Blossoming Cherry Trees
by Sakai Hōitsu
- Date:
- ca. 1805
- Medium:
- Pair of six-panel folding screens; ink, color, and gold leaf on paper
- Source:
- Metropolitan Museum of Art
Description
Blossoming Cherry Trees, a pair of six-panel folding screens painted in ink, color, and gold leaf on paper around 1805, is one of the early masterpieces of Sakai Hōitsu's mature Edo Rinpa style and entered the Metropolitan Museum (accession 2015.300.93.1, .2) as part of the Mary Griggs Burke Collection. Painted within a decade of Hōitsu's 1797 Buddhist ordination and during the period when he was systematically studying Ogata Kōrin's surviving works, the screens transpose the Rinpa school's signature subject — flowering trees set against an unbroken gold ground — into a cooler, more atmospheric register.
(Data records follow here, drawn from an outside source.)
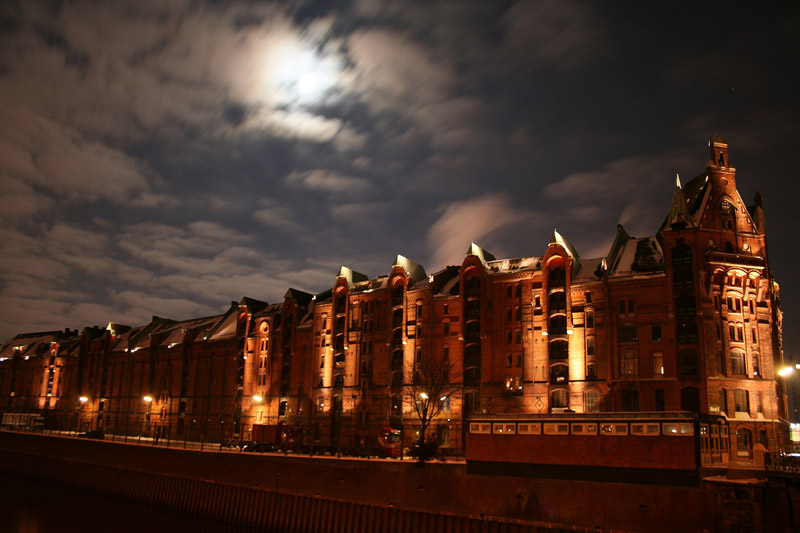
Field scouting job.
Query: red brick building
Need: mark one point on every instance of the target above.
(685, 320)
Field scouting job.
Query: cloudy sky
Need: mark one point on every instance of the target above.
(168, 157)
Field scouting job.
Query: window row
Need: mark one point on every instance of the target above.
(644, 429)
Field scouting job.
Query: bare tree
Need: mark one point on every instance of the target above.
(429, 384)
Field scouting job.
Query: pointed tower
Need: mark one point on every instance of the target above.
(679, 216)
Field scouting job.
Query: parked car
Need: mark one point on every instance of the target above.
(259, 447)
The cherry trunks twist diagonally across the gilded surface in the boldly asymmetric Kōrin manner, but the blossoms themselves are painted with a delicate botanical precision drawn from Hōitsu's bunjin training, each cluster softly graded rather than flatly applied. The Metropolitan Museum's online catalogue places the screens at the threshold of Hōitsu's emergence as the de facto head of the Edo Rinpa revival; the work's combination of opulent gold ground and refined seasonal observation became one of the defining visual signatures of nineteenth-century Japanese decorative painting.